As I suspected, interposing a passive repeater does not somehow magically just add in a bunch of additional gain. The key reason why not stems from this error in my initial question:
Basically the path loss gets split between the two paths
My thinking being that if path loss from
A to C was e.g. 100 dB then if you put
B in between, then the path loss from
A to B would be 50 dB and the path loss from
B to C would be 50 dB and so the total would still be just 100 dB. Maybe you can already see the problem here?
Unfortunately when you halve the path length, you can't just "halve" the path loss in decibels. Well actually, it's better than that! Halving the path length quarters the path loss. But what that means is that the free space path loss (FSPL) amount goes down by 6 dB, regardless of its starting value. (Logarithm math! Halving [-3dB] the radius of a sphere quarters [-6dB] its surface area, and FSPL is all about the surface area of an isotropic sphere.)
So if you divide a free space path with loss of 100 dB into two equal paths, each half has a quarter of the original loss — but you now end up with a total path loss of 94 dB + 94 dB = 188 dB to overcome!*
(The "exactly in half" division is actually the worst case of the options that don't add any additional distance of their own. The sky — or should I say THE MOON! — is the limit for worst case when your "passive repeater" ends up significantly increasing the total distance covered.)

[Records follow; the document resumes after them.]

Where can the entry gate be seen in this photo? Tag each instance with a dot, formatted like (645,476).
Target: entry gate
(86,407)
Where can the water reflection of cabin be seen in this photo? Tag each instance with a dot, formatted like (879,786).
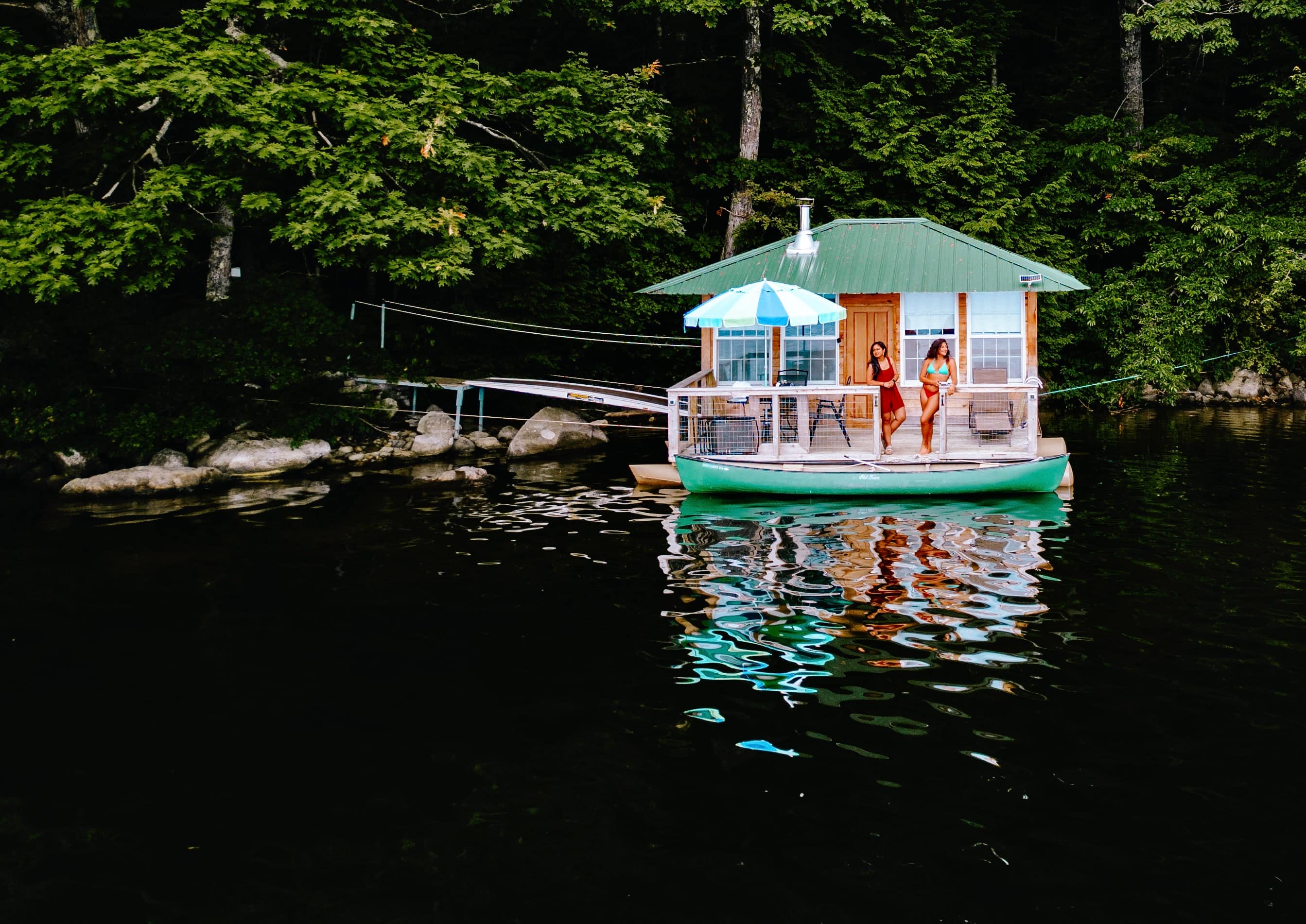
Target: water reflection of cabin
(903,281)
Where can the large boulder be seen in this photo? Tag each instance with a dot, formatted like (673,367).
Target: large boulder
(436,423)
(70,464)
(170,459)
(144,479)
(554,430)
(1242,385)
(465,473)
(251,455)
(432,444)
(435,434)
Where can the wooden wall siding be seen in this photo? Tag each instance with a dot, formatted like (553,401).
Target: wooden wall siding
(1031,333)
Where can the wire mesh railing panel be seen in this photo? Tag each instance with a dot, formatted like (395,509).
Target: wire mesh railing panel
(840,423)
(989,421)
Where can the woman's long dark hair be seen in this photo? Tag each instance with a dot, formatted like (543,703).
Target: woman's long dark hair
(875,363)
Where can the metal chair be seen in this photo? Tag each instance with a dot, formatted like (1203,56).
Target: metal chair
(993,414)
(828,410)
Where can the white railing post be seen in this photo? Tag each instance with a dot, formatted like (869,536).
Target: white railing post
(673,426)
(775,422)
(943,426)
(877,425)
(1032,421)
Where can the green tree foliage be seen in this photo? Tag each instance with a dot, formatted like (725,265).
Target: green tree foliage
(541,160)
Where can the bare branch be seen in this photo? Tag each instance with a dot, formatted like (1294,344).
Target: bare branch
(447,16)
(511,140)
(271,55)
(314,113)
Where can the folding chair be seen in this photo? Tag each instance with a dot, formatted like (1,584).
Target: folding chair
(993,414)
(788,406)
(828,410)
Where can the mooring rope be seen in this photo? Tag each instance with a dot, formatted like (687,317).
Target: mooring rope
(1181,366)
(392,411)
(607,381)
(442,315)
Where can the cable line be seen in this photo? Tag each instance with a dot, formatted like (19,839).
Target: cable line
(1181,366)
(533,333)
(544,326)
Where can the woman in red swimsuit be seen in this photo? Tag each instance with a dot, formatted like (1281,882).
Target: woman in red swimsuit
(892,408)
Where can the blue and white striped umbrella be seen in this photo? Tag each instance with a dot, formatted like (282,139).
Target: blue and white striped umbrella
(774,305)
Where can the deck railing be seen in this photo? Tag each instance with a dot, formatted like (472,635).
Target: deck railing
(790,423)
(989,421)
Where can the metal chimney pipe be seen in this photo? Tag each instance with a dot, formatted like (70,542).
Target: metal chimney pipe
(803,243)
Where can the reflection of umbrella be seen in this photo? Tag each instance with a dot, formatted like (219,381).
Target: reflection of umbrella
(768,303)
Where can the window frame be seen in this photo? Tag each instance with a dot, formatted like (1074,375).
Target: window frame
(909,376)
(716,353)
(972,337)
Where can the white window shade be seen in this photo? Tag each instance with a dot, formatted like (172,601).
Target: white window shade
(925,314)
(995,312)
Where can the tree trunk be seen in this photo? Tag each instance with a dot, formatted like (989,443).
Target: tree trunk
(220,255)
(750,122)
(1132,72)
(75,24)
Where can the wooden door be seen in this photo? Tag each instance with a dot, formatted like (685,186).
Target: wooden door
(870,319)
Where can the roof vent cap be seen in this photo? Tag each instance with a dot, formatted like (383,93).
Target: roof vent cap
(803,244)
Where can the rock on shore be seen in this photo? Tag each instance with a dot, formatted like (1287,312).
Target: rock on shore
(554,430)
(170,459)
(246,453)
(144,479)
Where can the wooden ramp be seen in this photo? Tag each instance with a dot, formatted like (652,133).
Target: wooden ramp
(596,394)
(656,476)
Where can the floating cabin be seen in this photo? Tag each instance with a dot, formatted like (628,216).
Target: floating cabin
(904,282)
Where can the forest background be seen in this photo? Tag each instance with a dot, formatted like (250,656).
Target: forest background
(542,160)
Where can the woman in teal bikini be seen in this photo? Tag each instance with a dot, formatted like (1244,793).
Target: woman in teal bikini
(938,368)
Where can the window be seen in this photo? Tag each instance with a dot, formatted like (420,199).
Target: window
(813,347)
(744,356)
(926,318)
(995,323)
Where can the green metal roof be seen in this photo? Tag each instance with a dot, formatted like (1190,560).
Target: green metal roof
(877,255)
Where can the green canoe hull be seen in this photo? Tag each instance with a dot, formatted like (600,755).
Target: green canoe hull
(715,477)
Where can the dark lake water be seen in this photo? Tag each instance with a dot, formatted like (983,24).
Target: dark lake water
(354,699)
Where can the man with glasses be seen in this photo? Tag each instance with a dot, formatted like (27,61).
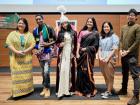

Back to the closer-to-direct layover options, dividing the route into one short hop and one long hop still adds a lot of FSPL, but shows where you might start seeing wins. For a concrete example, at 148.24 MHz the free space path loss over 10 miles would be 100 dB. If you move the "split" closer and closer to one end the total (combined) path loss does go down. With a 9.95 mile path (99.957 dB) plus a 0.05 mile path (53.979 dB loss) you've only got to offset around 54 dB of additional loss instead of the 88 dB of the halfway-between placement.
That's example still leaves a lot of loss to try make up with antenna gain alone, but consider that in the real world where the direct path is far worse than a "free space" path of the same distance. In a canyon or a tunnel where the direct line of sight is essentially totally blocked, you might do well using 10–20 dB of antenna gain to offset a 99.957 dB + 53.979 dB loss, compared to the loss of a "direct" path through bedrock!
How much gain could I expect from a Passive repeater formed by simply connecting a receive antenna pointing in one direction to a nearby transmit antenna pointing in another?
I don't think there's much of a shortcut to calculating "passive repeater gain" than by:
- Determining the baseline actual [not "free space"] loss of the direct
A to C path
- Proposing a specific location
B for the passive repeater, and determining what the actual path losses of both
A to B and
B to C would be. Add those losses together.
- The "passive repeater gain" is then the difference between the baseline and via-repeater path losses, plus the antenna gain that could be provided at
- […plus or minus any multipath effects that would also be introduced…?!]
Overall it's a lot more like the dealing with the radar equation than like calculating coax loss per foot!
* Thinking in terms of "one big sphere" vs. "two small spheres" and their relative surface area threw me off a bit at first. In the "big sphere" case the antenna captures a tiny fraction of the signal. In the "two small spheres" case you get a 4x bigger fraction of the signal… but then that fraction becomes the signal you have to capture next. Compare a 1% chance of winning the lottery yourself, to a 5% chance of your friend giving you the winnings of a lottery they have a 5% chance of winning!